Com um tonel de azeite, a adaga e demais presentes em uma linda caixa de madrepérolas cravejada de pedras preciosas, e junto com dois soldados assasin escoltando-o, seguiram para o palácio. Chegaram à fortaleza de Saladino e foram parados na entrada por um dos guardas sarracenos. Eram dois.
-Alto! – indo até ao carro em que Nabi conduzia o tonel e os presentes na caixa, ladeado pelos dois assasin.
-Que Alá esteja convosco. Viemos entregar um tonel de amostra de nosso azeite e presentes para o grande Senhor. Ele nos aguarda - fala Nabi, sabendo que no dia anterior, Hassan enviara ao palácio mouro, o segundo homem no comando dos assasin, e de extrema confiança de Halim, para solicitar que fossem recebidos na manhã do dia seguinte, sendo aceito o pedido.
O soldado rodeou a carroça, viu o tonel de azeite e a linda caixa com os presentes.
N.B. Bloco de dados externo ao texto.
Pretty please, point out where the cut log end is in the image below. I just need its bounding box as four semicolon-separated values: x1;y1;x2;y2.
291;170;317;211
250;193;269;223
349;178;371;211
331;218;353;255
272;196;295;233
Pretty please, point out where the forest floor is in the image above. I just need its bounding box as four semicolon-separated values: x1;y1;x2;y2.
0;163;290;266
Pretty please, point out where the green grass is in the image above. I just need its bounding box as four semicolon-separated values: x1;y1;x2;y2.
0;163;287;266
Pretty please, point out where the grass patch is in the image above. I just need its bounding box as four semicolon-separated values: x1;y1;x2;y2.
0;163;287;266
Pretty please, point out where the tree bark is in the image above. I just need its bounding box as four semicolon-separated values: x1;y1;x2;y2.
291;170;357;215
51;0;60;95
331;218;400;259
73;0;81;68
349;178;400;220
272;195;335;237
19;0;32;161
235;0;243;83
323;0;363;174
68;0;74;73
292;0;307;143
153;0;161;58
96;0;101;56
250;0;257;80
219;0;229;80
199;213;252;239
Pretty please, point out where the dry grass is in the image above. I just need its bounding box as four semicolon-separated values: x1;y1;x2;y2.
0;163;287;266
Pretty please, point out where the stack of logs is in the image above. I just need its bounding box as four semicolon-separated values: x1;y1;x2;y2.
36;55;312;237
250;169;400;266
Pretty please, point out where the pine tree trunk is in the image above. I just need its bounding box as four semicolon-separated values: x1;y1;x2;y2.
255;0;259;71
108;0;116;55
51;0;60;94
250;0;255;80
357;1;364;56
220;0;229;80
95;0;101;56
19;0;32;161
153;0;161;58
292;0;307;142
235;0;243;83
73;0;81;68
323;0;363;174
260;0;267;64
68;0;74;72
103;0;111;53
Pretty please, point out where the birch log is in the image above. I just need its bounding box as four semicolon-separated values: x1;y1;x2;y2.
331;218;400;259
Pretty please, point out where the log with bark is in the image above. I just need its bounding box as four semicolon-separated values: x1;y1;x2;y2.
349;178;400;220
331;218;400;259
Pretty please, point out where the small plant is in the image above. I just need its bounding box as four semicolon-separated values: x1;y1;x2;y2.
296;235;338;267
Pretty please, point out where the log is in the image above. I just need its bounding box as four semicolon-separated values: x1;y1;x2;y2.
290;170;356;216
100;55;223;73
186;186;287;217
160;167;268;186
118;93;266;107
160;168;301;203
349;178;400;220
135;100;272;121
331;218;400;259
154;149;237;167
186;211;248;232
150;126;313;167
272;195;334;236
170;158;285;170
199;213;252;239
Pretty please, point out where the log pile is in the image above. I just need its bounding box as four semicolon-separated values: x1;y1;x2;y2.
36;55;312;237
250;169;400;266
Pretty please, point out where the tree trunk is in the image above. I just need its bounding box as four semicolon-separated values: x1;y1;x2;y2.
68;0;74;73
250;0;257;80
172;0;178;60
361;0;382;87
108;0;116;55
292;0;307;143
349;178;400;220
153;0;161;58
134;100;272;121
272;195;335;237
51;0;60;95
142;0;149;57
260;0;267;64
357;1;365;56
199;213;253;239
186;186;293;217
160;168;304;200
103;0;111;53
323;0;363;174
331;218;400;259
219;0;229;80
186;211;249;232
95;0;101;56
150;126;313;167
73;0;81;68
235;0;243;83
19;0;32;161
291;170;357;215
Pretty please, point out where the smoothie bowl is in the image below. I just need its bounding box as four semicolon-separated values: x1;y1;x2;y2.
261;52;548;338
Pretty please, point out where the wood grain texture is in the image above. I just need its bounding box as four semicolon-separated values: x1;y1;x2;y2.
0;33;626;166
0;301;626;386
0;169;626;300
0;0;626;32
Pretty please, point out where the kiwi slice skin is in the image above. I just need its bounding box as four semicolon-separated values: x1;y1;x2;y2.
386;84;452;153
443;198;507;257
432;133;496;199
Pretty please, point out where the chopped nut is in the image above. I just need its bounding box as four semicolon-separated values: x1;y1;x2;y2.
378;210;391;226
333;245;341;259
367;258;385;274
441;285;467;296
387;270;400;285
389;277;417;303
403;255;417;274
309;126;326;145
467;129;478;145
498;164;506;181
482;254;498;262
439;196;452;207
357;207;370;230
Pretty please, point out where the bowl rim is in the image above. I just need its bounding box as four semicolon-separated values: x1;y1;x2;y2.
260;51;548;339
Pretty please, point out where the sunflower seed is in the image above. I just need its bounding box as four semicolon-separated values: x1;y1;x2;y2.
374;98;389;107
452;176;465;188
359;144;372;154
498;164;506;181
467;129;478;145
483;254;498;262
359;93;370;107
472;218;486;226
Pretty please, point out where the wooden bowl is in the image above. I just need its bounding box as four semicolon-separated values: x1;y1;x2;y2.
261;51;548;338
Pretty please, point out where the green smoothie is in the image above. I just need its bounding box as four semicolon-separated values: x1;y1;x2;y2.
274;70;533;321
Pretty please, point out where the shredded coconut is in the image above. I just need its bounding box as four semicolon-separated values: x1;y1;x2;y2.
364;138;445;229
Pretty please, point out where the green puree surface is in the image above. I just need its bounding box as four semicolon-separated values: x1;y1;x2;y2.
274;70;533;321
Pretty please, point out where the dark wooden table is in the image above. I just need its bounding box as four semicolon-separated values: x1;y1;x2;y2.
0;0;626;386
Fitou-a por alguns instantes e disse:
-Abra o tonel e a caixa!
-Mas nosso grande Senhor nos aguarda ansioso. Vamos perder tempo precioso, pois é o azeite para as tropas prestes a partir para a batalha contra os cruzados, meu senhor.
-Abra! – empunhando a sua lança em direção ao peito de Nabi. Um dos assasin puxou sua adaga. O confronto estava prestes para acontecer, o que arruinaria toda a missão. Nabi agilmente tirou debaixo do banco da carroça o saco de couro que Hassan lhe dera, retirando duas pulseiras em ouro.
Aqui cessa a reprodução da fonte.